Toda reunião do Comitê de Política Monetária (Copom), independentemente de não surpreender o mercado, vem com um comunicado que é lido com atenção por investidores. Presta-se atenção nas vírgulas em busca de significados ocultos que possam sinalizar uma direção de para onde vai os juros.

Nesta quarta-feira, 7 de dezembro, dez entre dez analistas sabiam que as taxas de juros seriam mantidas em 13,75% ao ano. Mas o comunicado do Copom, ao justificar a decisão, nem precisou de exercício de adivinhação do mercado. De forma clara, o Copom mandou um recado para o próximo governo.
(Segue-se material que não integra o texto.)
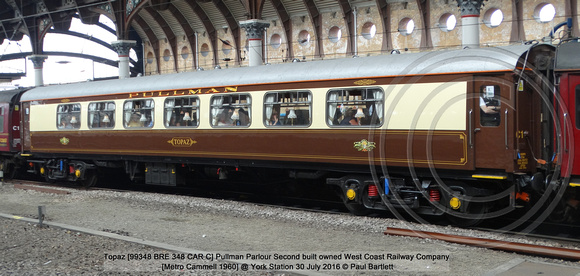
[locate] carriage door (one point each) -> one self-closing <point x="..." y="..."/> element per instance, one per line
<point x="493" y="117"/>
Ao alertar de que ainda há fatores de riscos para a inflação, o comunicado diz que há “elevada incerteza sobre o futuro do arcabouço fiscal do país e estímulos fiscais adicionais que impliquem sustentação da demanda agregada, parcialmente incorporados nas expectativas de inflação e nos preços de ativos.”

Até a estátua que simboliza a Justiça em frente ao Supremo Tribunal Federal (STF), na Praça dos Três Poderes, que não vê, não ouve ou não enxerga, entendeu o que quis dizer o Copom. É um aviso a respeito do teto de gastos e aos efeitos da PEC da Transição sobre as contas públicas.

O alerta vem no momento em que o governo recém-eleito do presidente Luiz Inácio Lula da Silva busca aprovar no Congresso uma PEC que expande em R$ 145 bilhões o teto de gastos do programa Bolsa Família para manter o pagamento de um benefício de R$ 600 a partir de janeiro.

A iniciativa se encontra no Senado e foi aprovada pela Comissão de Constituição e Justiça (CCJ) na noite de terça-feira, dia 6 de dezembro. 

Na prática, caso isso aconteça, o Copom pode demorar mais tempo para começar a sua política de afrouxamento fiscal. O mercado esperava que isso ia começar acontecer no segundo semestre de 2023. Mas já há sinais de que vai demorar ainda mais.

Em um longo relatório sobre a economia brasileira, o Credit Suisse já sinaliza de que o corte de juros só deve acontecer a partir de 2024. De acordo com o relatório, a política fiscal representa o principal risco para o Brasil no biênio 2023-2024.

“A economia brasileira está sem capacidade ociosa, a inflação esperada para 2023 e 2024 já é acima da meta, e uma expansão fiscal nesse momento do ciclo vai impedir uma queda de juros”, disse Solange Srour, economista do Credit Suisse.

Essas incertezas são questões que também preocupam o Copom. Os membros do comitê destacaram que existe uma “elevada incerteza sobre o futuro do arcabouço fiscal do país e estímulos fiscais adicionais que impliquem sustentação da demanda agregada”. 

Por isso, a “especial atenção” do Copom, especialmente a respeito dos “efeitos nos preços de ativos e expectativas de inflação, com potenciais impactos sobre a dinâmica da inflação prospectiva”. 

Mesmo com essas dúvidas, o Copom decidiu não mexer na Selic por entender que ela ainda reflete “a incerteza ao redor de seus cenários e um balanço de riscos com variância ainda maior do que a usual para a inflação prospectiva”. 

Para os integrantes do Copom, a decisão é compatível com sua estratégia de convergência da inflação para o redor da meta nos próximos anos. Para 2023, o Conselho Monetário Nacional (CMN) estabeleceu uma meta de 3,25% e de 3% para 2024. 

“A comunicação da autoridade foi bem em linha com o esperado por nós”, disse Étore Sanchez, economista-chefe da Ativa Investimentos, em nota. “A autoridade reforçou preocupação em relação às perspectivas fiscais, embora não haja nada consolidado até o momento.”

A Ativa segue projetando que o Copom manterá a Selic em 13,75% ao ano até, pelo menos, a reunião de maio de 2023, mas afirmou que pode mudar a expectativa dependendo do andamento dos projetos fiscais em tramitação no Congresso.

Para Tatiana Nogueira, economista da XP, ainda é cedo para que o Copom altere sua postura, acreditando que ele se manterá em compasso de espera até que haja sinais claros sobre o cenário fiscal local nos próximos anos.

"Dessa forma, o comitê deve manter as taxas nos níveis atuais (contracionistas) por um longo período para garantir a convergência da inflação para a trajetória de metas", diz ela, em nota.